= On Marvellous Things Heard =

Work traditionally ascribed to Aristotle

Page from a miscellany of Greek philosophy copied by Nikolaos Sekoundinos at Florence in 1441. This page contains extracts from The Situations and Names of Winds and On Marvellous Things Heard.

On Marvellous Things Heard (Περὶ θαυμασίων ἀκουσμάτων; Latin: De mirabilibus auscultationibus), often called Mirabilia, is a collection of thematically arranged anecdotes formerly attributed to Aristotle. The material included in the collection mainly deals with the natural world (e.g., plants, animals, minerals, weather, geography). The work consists of 178 chapters and is an example of the paradoxography genre of literature.

According to the revised Oxford translation of The Complete Works of Aristotle this treatise's "spuriousness has never been seriously contested". It was denied by Desiderius Erasmus in his edition of the Corpus Aristotelicum in 1531.
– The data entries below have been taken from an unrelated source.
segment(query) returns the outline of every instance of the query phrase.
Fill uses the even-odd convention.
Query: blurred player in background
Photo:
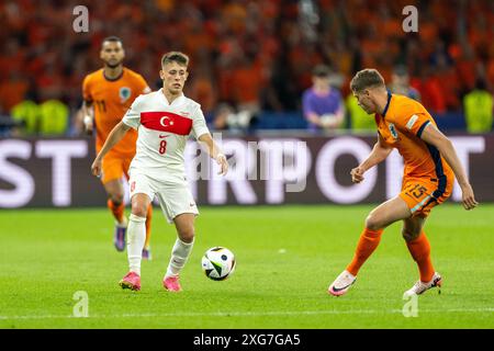
[[[88,133],[96,129],[96,150],[101,150],[110,132],[121,121],[135,98],[150,91],[144,78],[123,67],[125,52],[116,36],[103,39],[100,58],[103,68],[86,76],[82,82],[82,115]],[[122,176],[128,179],[127,170],[135,155],[137,133],[132,131],[102,160],[101,182],[109,196],[108,207],[115,218],[114,245],[116,250],[125,250],[127,220],[124,215],[124,188]],[[147,208],[146,244],[143,257],[150,259],[149,236],[151,205]]]
[[[393,69],[390,90],[392,93],[405,95],[420,102],[420,93],[409,84],[408,70],[404,65],[398,65]]]
[[[183,95],[188,65],[189,57],[182,53],[164,55],[159,71],[162,88],[134,101],[122,122],[110,133],[91,167],[93,174],[99,176],[104,157],[131,128],[138,131],[137,151],[130,168],[130,272],[120,282],[123,288],[141,290],[146,208],[157,195],[166,218],[175,223],[178,235],[162,285],[169,292],[181,291],[179,273],[192,251],[194,218],[199,214],[186,180],[183,152],[188,136],[192,133],[195,139],[205,144],[207,154],[221,166],[221,174],[226,174],[228,169],[225,156],[211,137],[201,105]]]
[[[329,67],[318,65],[312,72],[313,86],[302,97],[302,109],[312,131],[341,127],[345,112],[340,92],[329,83]]]
[[[378,143],[369,157],[351,170],[351,180],[361,182],[366,171],[384,161],[393,148],[403,156],[405,169],[402,192],[369,214],[353,260],[329,285],[328,292],[335,296],[347,293],[361,265],[377,249],[384,228],[403,220],[402,235],[420,273],[405,296],[419,295],[441,284],[423,228],[430,210],[450,196],[453,173],[461,186],[464,208],[472,210],[478,203],[453,145],[420,103],[386,91],[384,79],[375,69],[357,72],[350,88],[359,105],[367,113],[375,114],[378,125]]]

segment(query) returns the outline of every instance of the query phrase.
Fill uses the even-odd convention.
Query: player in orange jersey
[[[82,83],[82,115],[85,127],[88,133],[96,129],[96,151],[106,140],[113,127],[122,121],[125,112],[131,107],[135,98],[150,92],[144,78],[123,67],[125,53],[122,41],[116,36],[103,39],[100,58],[103,68],[86,76]],[[108,207],[115,217],[114,245],[116,250],[125,249],[125,234],[127,220],[124,216],[124,189],[122,176],[128,179],[127,170],[135,155],[137,132],[131,131],[103,159],[101,182],[109,196]],[[146,242],[143,258],[150,259],[151,205],[147,211]]]
[[[361,182],[366,171],[382,162],[393,148],[403,156],[405,169],[402,192],[369,214],[353,260],[329,285],[328,292],[335,296],[348,292],[361,265],[378,247],[384,228],[403,220],[402,236],[420,274],[420,279],[404,296],[419,295],[441,284],[441,276],[430,260],[429,241],[423,230],[430,210],[449,197],[453,176],[461,186],[464,208],[472,210],[478,202],[453,145],[439,132],[420,103],[407,97],[391,94],[375,69],[357,72],[350,88],[359,105],[369,114],[375,113],[378,125],[378,143],[369,157],[351,170],[351,180]]]

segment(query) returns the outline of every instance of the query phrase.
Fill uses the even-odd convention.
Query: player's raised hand
[[[94,159],[94,161],[91,165],[91,172],[92,172],[92,176],[96,176],[98,178],[101,177],[101,160],[98,157]]]
[[[360,183],[363,180],[363,169],[361,167],[356,167],[350,171],[351,181],[353,183]]]
[[[83,123],[86,134],[92,135],[92,131],[94,129],[94,122],[92,121],[92,118],[90,116],[85,116]]]
[[[220,165],[220,172],[217,172],[221,176],[225,176],[228,172],[228,161],[226,160],[226,156],[223,154],[218,154],[216,156],[216,162]]]
[[[463,185],[461,186],[461,192],[463,193],[462,203],[464,210],[469,211],[475,208],[479,203],[475,201],[472,186],[470,184]]]

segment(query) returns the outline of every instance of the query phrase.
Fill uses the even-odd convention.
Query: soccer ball
[[[223,247],[209,249],[202,257],[202,270],[213,281],[223,281],[235,271],[235,256]]]

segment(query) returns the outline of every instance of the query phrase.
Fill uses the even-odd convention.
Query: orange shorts
[[[450,195],[452,190],[452,180],[447,178],[446,184],[440,184],[435,179],[403,179],[402,197],[412,216],[427,217],[430,210],[444,203]]]
[[[106,184],[108,182],[116,179],[122,179],[122,176],[125,176],[128,179],[128,167],[131,166],[131,161],[133,156],[120,156],[115,154],[108,154],[103,158],[102,162],[102,176],[101,182]]]

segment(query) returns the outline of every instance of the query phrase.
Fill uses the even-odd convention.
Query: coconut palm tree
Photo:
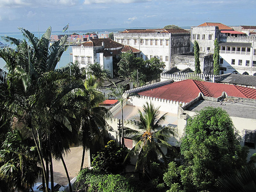
[[[125,135],[137,142],[126,158],[132,155],[138,155],[135,170],[141,168],[144,175],[150,169],[151,163],[158,162],[160,157],[166,162],[161,147],[175,150],[167,141],[169,137],[177,134],[173,127],[163,127],[160,125],[164,120],[166,114],[160,116],[159,108],[155,108],[151,103],[147,102],[143,109],[143,111],[138,110],[138,115],[132,121],[137,129],[127,128],[125,131]]]
[[[49,135],[49,126],[42,126],[45,119],[40,116],[42,114],[40,112],[47,111],[51,105],[47,104],[47,98],[44,101],[40,99],[44,96],[46,98],[47,91],[51,88],[58,88],[56,92],[53,92],[58,93],[52,96],[54,99],[50,99],[56,102],[77,87],[70,80],[67,80],[69,75],[65,71],[68,69],[55,70],[60,56],[67,49],[67,37],[49,46],[50,27],[40,39],[25,29],[19,29],[25,37],[24,40],[4,38],[16,45],[15,49],[8,48],[0,50],[0,56],[6,61],[9,70],[8,90],[10,94],[8,101],[5,104],[10,113],[18,119],[23,119],[30,130],[42,166],[43,182],[48,183],[45,163],[49,157],[44,157],[42,141],[44,136],[47,138],[47,134]],[[72,83],[70,84],[71,82]],[[65,86],[66,89],[62,86]],[[48,191],[47,187],[45,189]]]
[[[89,76],[84,83],[84,88],[78,90],[77,94],[81,102],[79,109],[80,133],[83,146],[81,169],[83,166],[86,150],[92,149],[97,143],[104,144],[102,131],[105,125],[105,118],[109,115],[106,108],[99,106],[105,99],[104,95],[96,90],[96,78]]]

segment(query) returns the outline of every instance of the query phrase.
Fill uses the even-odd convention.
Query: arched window
[[[245,72],[243,73],[243,75],[249,75],[249,73],[248,73],[247,72]]]

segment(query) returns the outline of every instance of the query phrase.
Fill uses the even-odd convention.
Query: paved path
[[[80,170],[82,155],[82,147],[71,147],[70,152],[63,157],[70,180],[76,176]],[[61,161],[54,160],[53,163],[54,182],[61,185],[66,185],[68,183],[68,181]],[[83,166],[88,167],[88,155],[86,153]],[[49,180],[50,179],[50,178]],[[39,178],[38,182],[41,182],[41,179]]]

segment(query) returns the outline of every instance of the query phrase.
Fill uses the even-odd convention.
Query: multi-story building
[[[189,32],[184,29],[126,29],[114,35],[115,41],[141,51],[144,60],[156,57],[170,69],[172,55],[190,50]]]
[[[140,53],[134,48],[123,46],[110,38],[92,39],[79,46],[72,46],[73,60],[78,62],[80,68],[98,62],[104,69],[109,70],[113,77],[113,59],[118,57],[121,53],[127,51],[135,54]]]
[[[202,54],[212,54],[214,41],[220,46],[220,73],[256,75],[256,37],[218,23],[191,27],[190,51],[197,40]]]

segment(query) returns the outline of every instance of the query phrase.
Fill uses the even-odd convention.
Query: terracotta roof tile
[[[220,30],[231,30],[233,31],[233,29],[231,27],[227,26],[225,25],[221,24],[220,23],[205,23],[203,24],[201,24],[198,26],[218,26],[219,27],[219,29]]]
[[[221,84],[187,79],[138,93],[140,95],[187,103],[199,93],[217,98],[222,92],[228,96],[256,99],[256,89],[232,84]]]

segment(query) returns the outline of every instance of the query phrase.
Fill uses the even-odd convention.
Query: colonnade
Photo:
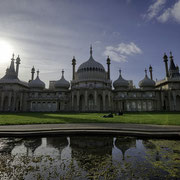
[[[23,93],[2,92],[0,96],[0,111],[23,111]]]
[[[124,100],[116,101],[115,111],[153,111],[153,100]]]
[[[111,111],[110,91],[72,92],[72,110],[74,111]]]

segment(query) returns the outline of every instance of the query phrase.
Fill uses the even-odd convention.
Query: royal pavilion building
[[[153,80],[145,75],[139,81],[139,88],[132,80],[126,80],[119,70],[119,77],[112,82],[111,60],[106,60],[107,69],[93,58],[92,47],[87,61],[76,68],[72,59],[72,80],[62,76],[50,81],[49,88],[40,78],[35,68],[31,69],[29,82],[18,78],[21,59],[12,56],[10,67],[0,79],[1,112],[119,112],[119,111],[180,111],[180,73],[172,53],[163,57],[165,78]],[[169,61],[169,62],[168,62]]]

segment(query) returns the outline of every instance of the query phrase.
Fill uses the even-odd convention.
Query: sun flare
[[[13,47],[10,43],[4,40],[0,40],[0,63],[6,63],[11,59],[13,54]]]

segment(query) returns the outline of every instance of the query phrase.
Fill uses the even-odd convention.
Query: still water
[[[0,179],[180,179],[180,140],[0,138]]]

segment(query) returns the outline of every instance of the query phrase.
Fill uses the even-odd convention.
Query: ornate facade
[[[40,80],[39,71],[34,79],[35,68],[31,70],[31,80],[19,80],[19,56],[11,59],[10,67],[0,79],[0,111],[47,111],[47,112],[110,112],[110,111],[180,111],[180,73],[175,66],[172,53],[168,67],[168,57],[164,55],[166,76],[154,81],[152,67],[150,77],[139,82],[125,80],[121,70],[112,83],[110,78],[111,60],[107,58],[107,70],[94,60],[92,47],[90,58],[76,70],[76,59],[72,60],[72,81],[62,77],[50,81],[49,88]],[[16,64],[16,67],[15,67]],[[113,87],[112,87],[113,85]]]

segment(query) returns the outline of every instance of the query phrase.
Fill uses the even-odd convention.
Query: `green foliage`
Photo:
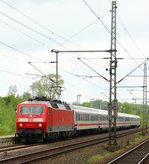
[[[0,97],[0,135],[8,135],[15,133],[15,108],[24,101],[16,98],[14,95]]]

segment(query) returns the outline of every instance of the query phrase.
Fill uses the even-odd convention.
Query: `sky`
[[[117,0],[120,102],[142,103],[143,62],[149,52],[148,6],[148,0]],[[30,85],[39,80],[33,74],[41,75],[34,67],[55,74],[55,63],[45,63],[56,60],[52,49],[109,50],[110,10],[111,0],[0,0],[0,96],[6,96],[14,85],[19,95],[31,93]],[[109,59],[104,59],[109,53],[59,53],[58,57],[58,72],[65,82],[63,101],[75,102],[77,95],[81,102],[108,101],[109,82],[99,75],[109,79]]]

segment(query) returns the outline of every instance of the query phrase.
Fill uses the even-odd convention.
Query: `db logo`
[[[33,122],[33,118],[28,118],[28,122]]]

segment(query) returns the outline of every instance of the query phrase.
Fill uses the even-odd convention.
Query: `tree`
[[[61,94],[63,85],[64,80],[62,80],[60,75],[58,75],[58,84],[56,84],[56,75],[48,74],[39,81],[34,82],[30,87],[36,96],[48,96],[54,99]]]
[[[16,85],[14,85],[14,86],[10,86],[9,87],[9,89],[8,89],[8,93],[7,93],[7,95],[8,96],[11,96],[11,95],[16,95],[16,93],[17,93],[17,86]]]

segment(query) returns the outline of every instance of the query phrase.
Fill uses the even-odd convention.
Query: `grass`
[[[149,136],[148,135],[143,136],[143,135],[141,135],[141,133],[138,133],[137,135],[131,136],[131,138],[133,138],[133,139],[130,140],[130,136],[129,136],[127,138],[127,140],[125,141],[125,145],[123,145],[123,147],[121,147],[119,150],[117,150],[115,152],[109,152],[103,148],[103,151],[101,154],[96,154],[96,155],[91,156],[87,160],[87,163],[88,164],[106,163],[107,160],[113,159],[114,157],[116,157],[116,156],[124,153],[125,151],[131,149],[133,146],[135,146],[138,143],[141,143],[145,139],[149,138]]]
On Marvellous Things Heard was translated into Latin three times during the Middle Ages: first by Bartolomeo da Messina in the 13th century, then in the 14th century by Leontius Pilatus and finally in the 15th century by the humanist Antonio Beccaria. The first edition of the Greek text was an incunabulum printed by Aldo Manuzio in 1497. Four Latin translations appeared in the 16th century based on printed editions (two anonymous, two by Domenico Montesoro and Natale Conti).